Project Overview

In this project, we will investigate whether deception can be identified and proved from 'scent trails', that is, coherent accounts of suspects' activities over time compiled from tracking their movements, communications and behaviours.

The project will investigate scent trails in the context of people undertaking deceptive activities to gain advantage in adversarial 'treasure hunt'-type games. Players will be monitored during games via positional and communication data obtained from mobile devices enabled with geospatial positioning devices. Novel software for integrating these data sources will be developed to build up scent trails of players' activities during game play. Methods of artificial intelligence will be combined to derive inferences from the scent trails about what kinds of activity are possible and impossible given a player's location, trajectory, activities and links with others.

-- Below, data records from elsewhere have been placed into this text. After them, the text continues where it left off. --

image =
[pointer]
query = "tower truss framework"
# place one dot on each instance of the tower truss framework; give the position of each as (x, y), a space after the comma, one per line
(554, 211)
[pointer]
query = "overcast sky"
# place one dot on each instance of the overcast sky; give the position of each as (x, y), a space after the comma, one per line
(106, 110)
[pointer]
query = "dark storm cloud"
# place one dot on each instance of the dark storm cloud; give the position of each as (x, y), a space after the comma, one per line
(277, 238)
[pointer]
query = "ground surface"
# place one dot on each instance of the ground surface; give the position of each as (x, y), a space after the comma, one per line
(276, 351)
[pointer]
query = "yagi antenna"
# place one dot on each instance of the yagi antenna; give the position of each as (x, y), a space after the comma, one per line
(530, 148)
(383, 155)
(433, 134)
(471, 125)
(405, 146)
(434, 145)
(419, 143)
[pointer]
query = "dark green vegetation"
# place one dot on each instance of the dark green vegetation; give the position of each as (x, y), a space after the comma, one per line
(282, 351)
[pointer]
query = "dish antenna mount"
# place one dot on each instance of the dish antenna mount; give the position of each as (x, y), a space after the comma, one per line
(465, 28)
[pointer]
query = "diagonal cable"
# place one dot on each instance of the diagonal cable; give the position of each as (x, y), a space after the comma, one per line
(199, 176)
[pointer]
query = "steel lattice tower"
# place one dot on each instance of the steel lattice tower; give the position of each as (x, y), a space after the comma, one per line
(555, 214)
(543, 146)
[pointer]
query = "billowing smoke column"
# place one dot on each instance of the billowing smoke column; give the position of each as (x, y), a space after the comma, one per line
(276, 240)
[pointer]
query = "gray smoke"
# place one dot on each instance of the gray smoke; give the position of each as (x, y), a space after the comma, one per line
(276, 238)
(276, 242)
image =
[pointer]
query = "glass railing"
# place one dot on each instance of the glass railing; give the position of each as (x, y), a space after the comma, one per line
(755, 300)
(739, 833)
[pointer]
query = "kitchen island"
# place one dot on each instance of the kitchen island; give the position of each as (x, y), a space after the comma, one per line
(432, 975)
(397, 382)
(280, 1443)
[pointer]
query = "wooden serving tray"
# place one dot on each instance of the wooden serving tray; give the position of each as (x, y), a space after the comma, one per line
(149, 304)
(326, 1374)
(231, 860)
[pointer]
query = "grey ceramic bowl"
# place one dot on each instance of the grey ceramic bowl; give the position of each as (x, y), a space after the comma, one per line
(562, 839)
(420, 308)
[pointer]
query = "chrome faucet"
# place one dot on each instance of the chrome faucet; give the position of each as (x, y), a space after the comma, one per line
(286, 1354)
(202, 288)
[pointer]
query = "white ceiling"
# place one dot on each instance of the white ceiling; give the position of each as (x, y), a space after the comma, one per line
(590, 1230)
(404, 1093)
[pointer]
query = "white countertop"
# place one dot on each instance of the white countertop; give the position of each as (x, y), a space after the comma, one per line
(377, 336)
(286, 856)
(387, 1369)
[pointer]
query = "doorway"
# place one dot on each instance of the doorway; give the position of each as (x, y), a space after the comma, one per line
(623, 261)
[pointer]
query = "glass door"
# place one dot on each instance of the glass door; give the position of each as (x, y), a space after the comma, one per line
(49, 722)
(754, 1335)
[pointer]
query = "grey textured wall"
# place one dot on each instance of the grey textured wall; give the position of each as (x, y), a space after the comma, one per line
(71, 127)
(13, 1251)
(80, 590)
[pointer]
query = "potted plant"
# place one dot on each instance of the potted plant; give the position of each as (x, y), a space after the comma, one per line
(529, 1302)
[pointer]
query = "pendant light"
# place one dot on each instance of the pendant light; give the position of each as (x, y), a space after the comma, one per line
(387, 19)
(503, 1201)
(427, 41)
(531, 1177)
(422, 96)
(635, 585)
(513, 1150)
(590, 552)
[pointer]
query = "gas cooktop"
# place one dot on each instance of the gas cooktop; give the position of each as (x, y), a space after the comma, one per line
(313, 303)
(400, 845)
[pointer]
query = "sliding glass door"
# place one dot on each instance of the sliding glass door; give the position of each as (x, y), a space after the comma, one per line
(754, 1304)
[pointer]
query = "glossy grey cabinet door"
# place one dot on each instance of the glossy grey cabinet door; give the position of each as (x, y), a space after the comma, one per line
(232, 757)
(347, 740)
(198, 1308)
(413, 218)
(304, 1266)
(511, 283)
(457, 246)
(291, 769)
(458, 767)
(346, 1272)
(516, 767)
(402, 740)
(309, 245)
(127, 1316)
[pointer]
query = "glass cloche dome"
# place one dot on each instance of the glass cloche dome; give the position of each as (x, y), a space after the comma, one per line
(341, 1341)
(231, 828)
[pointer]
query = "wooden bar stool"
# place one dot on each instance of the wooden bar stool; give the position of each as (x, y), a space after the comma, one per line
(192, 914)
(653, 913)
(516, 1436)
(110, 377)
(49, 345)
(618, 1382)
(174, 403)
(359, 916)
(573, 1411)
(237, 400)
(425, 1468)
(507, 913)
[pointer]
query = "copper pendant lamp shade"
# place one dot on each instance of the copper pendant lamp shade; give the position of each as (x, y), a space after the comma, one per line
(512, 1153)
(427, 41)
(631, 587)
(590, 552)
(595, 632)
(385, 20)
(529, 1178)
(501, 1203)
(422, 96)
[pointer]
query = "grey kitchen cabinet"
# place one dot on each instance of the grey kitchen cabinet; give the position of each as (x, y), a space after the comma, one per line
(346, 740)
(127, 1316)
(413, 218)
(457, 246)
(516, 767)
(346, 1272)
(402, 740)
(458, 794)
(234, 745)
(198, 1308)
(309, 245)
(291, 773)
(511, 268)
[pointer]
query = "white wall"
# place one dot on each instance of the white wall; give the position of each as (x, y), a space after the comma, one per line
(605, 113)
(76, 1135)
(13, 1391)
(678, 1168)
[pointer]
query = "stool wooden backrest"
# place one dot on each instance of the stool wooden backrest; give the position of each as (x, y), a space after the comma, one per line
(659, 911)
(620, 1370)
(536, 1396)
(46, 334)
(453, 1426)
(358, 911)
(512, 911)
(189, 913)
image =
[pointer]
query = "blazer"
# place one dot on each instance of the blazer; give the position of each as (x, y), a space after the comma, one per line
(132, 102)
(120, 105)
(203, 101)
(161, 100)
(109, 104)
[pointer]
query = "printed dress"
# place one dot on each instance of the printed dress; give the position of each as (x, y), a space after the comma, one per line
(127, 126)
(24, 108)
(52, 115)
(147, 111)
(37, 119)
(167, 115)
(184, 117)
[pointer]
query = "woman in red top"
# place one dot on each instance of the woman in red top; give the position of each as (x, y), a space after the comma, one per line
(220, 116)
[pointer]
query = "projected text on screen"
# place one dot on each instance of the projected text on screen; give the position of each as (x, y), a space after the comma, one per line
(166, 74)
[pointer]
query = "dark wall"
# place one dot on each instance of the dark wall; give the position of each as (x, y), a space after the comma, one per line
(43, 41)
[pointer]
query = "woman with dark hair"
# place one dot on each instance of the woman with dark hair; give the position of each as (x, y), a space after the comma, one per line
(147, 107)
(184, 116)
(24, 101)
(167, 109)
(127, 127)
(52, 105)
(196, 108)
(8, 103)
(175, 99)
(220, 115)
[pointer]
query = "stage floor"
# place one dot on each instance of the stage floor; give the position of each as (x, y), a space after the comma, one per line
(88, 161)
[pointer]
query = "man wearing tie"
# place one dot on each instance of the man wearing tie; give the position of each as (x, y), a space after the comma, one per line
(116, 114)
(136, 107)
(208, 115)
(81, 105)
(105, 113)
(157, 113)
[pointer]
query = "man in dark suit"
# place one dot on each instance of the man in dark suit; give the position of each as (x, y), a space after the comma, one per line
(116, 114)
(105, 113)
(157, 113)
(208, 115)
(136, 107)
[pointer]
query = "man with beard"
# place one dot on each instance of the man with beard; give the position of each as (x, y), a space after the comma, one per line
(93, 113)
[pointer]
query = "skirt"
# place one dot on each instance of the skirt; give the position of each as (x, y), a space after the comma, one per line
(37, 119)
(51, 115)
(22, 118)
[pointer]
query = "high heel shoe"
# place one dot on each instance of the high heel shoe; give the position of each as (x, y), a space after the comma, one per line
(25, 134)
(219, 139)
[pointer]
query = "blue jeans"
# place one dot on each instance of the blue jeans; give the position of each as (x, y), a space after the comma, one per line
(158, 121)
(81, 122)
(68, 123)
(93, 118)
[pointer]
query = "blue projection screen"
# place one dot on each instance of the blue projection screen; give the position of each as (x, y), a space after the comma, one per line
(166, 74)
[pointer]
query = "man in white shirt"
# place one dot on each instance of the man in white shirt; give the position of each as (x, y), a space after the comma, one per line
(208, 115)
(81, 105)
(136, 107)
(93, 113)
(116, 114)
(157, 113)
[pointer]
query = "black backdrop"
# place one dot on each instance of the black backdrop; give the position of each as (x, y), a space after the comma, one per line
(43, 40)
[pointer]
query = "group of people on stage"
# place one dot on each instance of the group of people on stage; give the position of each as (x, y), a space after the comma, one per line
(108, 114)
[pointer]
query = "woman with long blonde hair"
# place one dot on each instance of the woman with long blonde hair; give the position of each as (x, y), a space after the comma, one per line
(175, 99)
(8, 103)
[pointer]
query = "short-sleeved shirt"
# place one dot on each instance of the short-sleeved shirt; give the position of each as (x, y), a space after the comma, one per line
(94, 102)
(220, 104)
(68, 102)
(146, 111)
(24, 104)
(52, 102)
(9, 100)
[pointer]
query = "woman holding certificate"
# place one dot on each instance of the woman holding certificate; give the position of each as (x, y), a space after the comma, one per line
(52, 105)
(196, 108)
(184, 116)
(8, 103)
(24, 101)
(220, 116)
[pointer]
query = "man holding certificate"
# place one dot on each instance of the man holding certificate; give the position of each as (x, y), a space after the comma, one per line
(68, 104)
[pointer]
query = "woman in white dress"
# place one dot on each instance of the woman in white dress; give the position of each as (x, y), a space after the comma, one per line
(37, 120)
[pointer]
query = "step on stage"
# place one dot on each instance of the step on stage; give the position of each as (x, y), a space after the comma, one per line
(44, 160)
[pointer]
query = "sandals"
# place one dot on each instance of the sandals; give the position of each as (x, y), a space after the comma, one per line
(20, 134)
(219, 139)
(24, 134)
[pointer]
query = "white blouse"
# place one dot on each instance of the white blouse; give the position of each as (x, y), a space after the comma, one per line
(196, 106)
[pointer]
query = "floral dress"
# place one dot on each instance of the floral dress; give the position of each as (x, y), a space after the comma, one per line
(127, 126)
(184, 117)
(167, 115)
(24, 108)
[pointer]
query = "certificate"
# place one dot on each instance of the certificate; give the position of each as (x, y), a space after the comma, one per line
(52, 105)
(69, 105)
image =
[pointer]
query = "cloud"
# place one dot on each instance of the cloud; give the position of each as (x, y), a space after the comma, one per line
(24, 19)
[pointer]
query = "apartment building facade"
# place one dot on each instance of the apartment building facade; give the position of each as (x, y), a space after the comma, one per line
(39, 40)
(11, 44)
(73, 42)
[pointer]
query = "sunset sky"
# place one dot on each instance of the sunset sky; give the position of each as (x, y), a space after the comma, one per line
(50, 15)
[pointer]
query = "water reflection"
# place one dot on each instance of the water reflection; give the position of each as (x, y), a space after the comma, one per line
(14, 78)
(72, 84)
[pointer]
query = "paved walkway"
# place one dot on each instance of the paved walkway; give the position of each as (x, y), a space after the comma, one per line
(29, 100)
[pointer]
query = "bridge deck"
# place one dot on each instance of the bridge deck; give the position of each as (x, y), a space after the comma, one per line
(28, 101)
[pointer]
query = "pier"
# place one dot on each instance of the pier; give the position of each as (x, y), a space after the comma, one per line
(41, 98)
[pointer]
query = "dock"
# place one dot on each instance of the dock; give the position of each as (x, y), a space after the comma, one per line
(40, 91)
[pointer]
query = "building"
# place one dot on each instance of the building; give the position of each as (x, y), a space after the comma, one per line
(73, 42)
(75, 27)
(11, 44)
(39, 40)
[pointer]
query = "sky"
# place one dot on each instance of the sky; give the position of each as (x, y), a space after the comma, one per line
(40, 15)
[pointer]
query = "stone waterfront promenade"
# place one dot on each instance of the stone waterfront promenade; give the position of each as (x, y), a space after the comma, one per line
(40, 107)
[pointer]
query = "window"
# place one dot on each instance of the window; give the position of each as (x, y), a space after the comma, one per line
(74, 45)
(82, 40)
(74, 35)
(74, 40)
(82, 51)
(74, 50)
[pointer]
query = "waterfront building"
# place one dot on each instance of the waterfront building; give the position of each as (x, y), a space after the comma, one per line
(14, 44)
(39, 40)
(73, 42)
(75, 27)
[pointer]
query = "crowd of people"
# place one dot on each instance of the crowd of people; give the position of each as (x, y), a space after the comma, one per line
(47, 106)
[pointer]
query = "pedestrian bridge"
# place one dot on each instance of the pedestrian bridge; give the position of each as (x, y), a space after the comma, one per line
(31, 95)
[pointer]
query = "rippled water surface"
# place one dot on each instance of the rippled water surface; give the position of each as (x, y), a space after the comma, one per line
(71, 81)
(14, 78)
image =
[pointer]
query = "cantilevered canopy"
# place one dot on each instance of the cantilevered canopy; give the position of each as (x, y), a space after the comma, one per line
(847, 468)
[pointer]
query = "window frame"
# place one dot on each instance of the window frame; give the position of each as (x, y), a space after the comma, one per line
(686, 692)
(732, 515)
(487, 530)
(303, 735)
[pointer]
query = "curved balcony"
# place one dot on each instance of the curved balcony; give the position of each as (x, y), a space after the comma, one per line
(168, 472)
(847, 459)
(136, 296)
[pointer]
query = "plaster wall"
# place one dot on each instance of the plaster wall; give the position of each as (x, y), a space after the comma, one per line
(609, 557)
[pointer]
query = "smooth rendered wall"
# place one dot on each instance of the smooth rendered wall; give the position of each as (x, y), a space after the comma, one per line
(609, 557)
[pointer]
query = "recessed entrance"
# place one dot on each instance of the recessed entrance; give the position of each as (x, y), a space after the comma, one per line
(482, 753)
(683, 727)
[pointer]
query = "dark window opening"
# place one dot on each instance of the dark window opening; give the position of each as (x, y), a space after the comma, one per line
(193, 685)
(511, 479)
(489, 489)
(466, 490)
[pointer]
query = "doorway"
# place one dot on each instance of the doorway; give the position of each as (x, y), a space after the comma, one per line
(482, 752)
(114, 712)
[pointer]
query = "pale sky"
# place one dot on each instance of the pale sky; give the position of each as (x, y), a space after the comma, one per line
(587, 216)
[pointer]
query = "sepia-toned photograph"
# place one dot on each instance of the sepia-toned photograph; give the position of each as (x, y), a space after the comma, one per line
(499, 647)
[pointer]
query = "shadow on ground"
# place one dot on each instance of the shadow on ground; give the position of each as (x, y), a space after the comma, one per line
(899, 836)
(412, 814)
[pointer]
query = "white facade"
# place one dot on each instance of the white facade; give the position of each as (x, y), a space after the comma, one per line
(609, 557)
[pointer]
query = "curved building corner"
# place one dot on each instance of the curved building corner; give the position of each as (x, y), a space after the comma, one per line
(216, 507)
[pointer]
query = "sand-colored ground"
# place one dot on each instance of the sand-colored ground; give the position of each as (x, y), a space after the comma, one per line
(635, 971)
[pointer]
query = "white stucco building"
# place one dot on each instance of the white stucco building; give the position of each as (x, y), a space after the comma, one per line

We will interview players at key points during games as a simulation of interviews with suspects, eliciting from players accounts of their activities before presenting them with challenges based on their own scent trails that are either consistent or inconsistent with legal game playing. This will allow interview and analysis techniques to be improved and will provide clues as to how people subsequently change their behaviour after they have been confronted with their deception. The results will also allow us to test between hypotheses deriving from forensic psychology as to how best to detect deception.

The research also allows us to explore public awareness of, and response to, monitoring and surveillance in counter-terrorism. With an advisory panel of stakeholders and subject specialists representing key public and academic bodies, we will identify ethical and legal issues associated with collecting and using data on peoples' movements through public spaces. We will also conduct questionnaire studies with game players and others not involved in the games, to measure attitudes to monitoring and surveillance in game-playing and other contexts.